Öldürülen öğretmenlerin otopsilerinin bitmesine karşın iki gün boyunca cenaze ailelerine teslim edilmemiş ve cuma günü beklenmişti. Cuma günü kaldırılan cenazelere cuma namazından çıkanların saldırması cenazelerin bilinçli olarak bekletildiklerini akla getiriyordu. 23 Aralık günü Maraşlılar belediye hoparlöründen yapılan şu anonslarla uyandılar: “ Alevi komünistler suya zehir kattılar”, “Aleviler Yörük Selim Mahallesi’nde din kardeşlerimizi katletiyor, yetişin ey Ümmet-i Muhammet”, “Allah’ını seven Müslümanlar Alevilere karşı din kardeşlerinin yardımına koşsun.” Bu anonslar katliamın da çağrısıydı. Aralıksız dört gün süren katliamda saldırganlar önceden işaretledikleri Alevi evlerine baltalar, satırlar, sopalar ve ateşli silahlarla saldırıya geçti. Yaşlı, genç, çocuk demeden toplu kıyıma başladılar. Hamile kadınların karınları deşildi, bastıkları evin kadınları, eşleri ve çocuklarının gözleri önünde tecavüze uğradı. Katliam olurken ortada güvenlik güçleri görünmüyordu.
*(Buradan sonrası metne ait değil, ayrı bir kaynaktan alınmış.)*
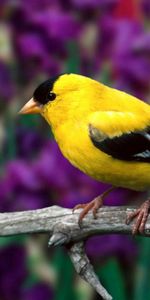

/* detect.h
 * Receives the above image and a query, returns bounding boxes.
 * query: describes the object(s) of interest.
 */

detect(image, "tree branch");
[0,206,150,238]
[0,206,150,300]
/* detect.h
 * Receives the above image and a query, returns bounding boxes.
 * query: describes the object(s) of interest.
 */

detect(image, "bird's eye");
[47,92,56,101]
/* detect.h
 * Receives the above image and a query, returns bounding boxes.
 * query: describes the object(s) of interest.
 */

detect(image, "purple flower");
[0,61,14,106]
[12,3,80,78]
[21,283,53,300]
[86,234,137,263]
[71,0,118,9]
[0,245,27,300]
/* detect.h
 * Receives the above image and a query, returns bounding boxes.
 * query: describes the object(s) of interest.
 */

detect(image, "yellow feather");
[39,74,150,190]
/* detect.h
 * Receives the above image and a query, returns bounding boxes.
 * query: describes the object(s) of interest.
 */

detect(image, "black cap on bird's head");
[19,74,62,114]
Katliamın bilançosu 111 ölü, bine yakın yaralı, tecavüze uğralan onlarca kadın, yakılıp yıkılmış yüzlerce ev ve iş yeri. Maraş katliamından sonra Alevilerin yüzde 70’i kenti terk etti ve Maraş tek kutuplu kentlerimizden biri oldu. Hükümet aylarca direndiği sıkıyönetimi ilan etmek zorunda kaldı. K.Maraş Katliamı davası 1991 yılına kadar sürdü. Davanın 1 No’lu sanığı sonradan Şendiller soyadını alan ve milletvekili olan Ökkeş Kenger’di. Mahkûm olanlar yıllar süren yargılamadan sonra indirimlerden yararlandı ve serbest kaldılar.

Rapordaki ayrıntılar

Olayların yaşandığı tarihte iktidarda bulunan CHP’nin Genel Başkanı ve dönemin Başbakanı Bülent Ecevit’in arşivinde yer alan ve katliamdan sonra kendisine yakın kaynakların ulaştırdığı rapor, Maraş katliamında MİT’in parmağı olduğunu gösteriyordu. Ecevit’in arşivindeki 3 Ocak 1979 tarihli raporda, MHM-MİT ilişkileri ve Maraş Katliamı ile ilgili ayrıntılı bilgiler veriliyor:

1“CHP iktidarı devraldıktan sonra vuku bulan büyük olaylar (Malatya, Sivas ve K.Maraş) çıkacağına dair 1-2 ay evvelinden haber verilmediğinden yüzlerce vatandaşımızın can ve mal kaybına sebebiyet vermişlerdir. Önceden haber vermek bir tarafa, olayın yaratılmasında en etkin rolü oynamışlardır. Nitekim K.Maraş olayı MİT’ten .... müşterek planlamaları ile çıkartılmıştır.Türkeş, oraya ....’in tavassutuyla ....’u tayin ettirerek Güney bölgesini ele geçirmiş ve Maraş olaylarını tertip ettirmiştir, MİT olayın içinde olmasaydı Maraş’tan her türlü istihbaratı aylar evvel alır ve olayın zuhur etmesine meydan vermezdi.” Katliamdan bir ay sonra yazılan MİT raporunda; ülkücülerin, solcularla onları destekleyen Alevilere “bir ders vermeye” karar verdiği bildirildi. Raporda kararın, MHP il örgütü yöneticileriyle Ülkücü Gençlik Derneği üyeleri ve derneğin bir genel merkez yöneticisinin katıldığı toplantıda alındığı belirtildi. Başka bir MİT belgesinde ise bir sinemaya bomba atılması olayını ÜGD üyesi Ökkeş Kenger’in (Şendiller) düzenlediği, patlamanın ardından da solcular tarafından yapıldığı söylentisi yayıldığı raporda yer aldı. MİT, askeri de günlerce harekete geçmemekle suçladı.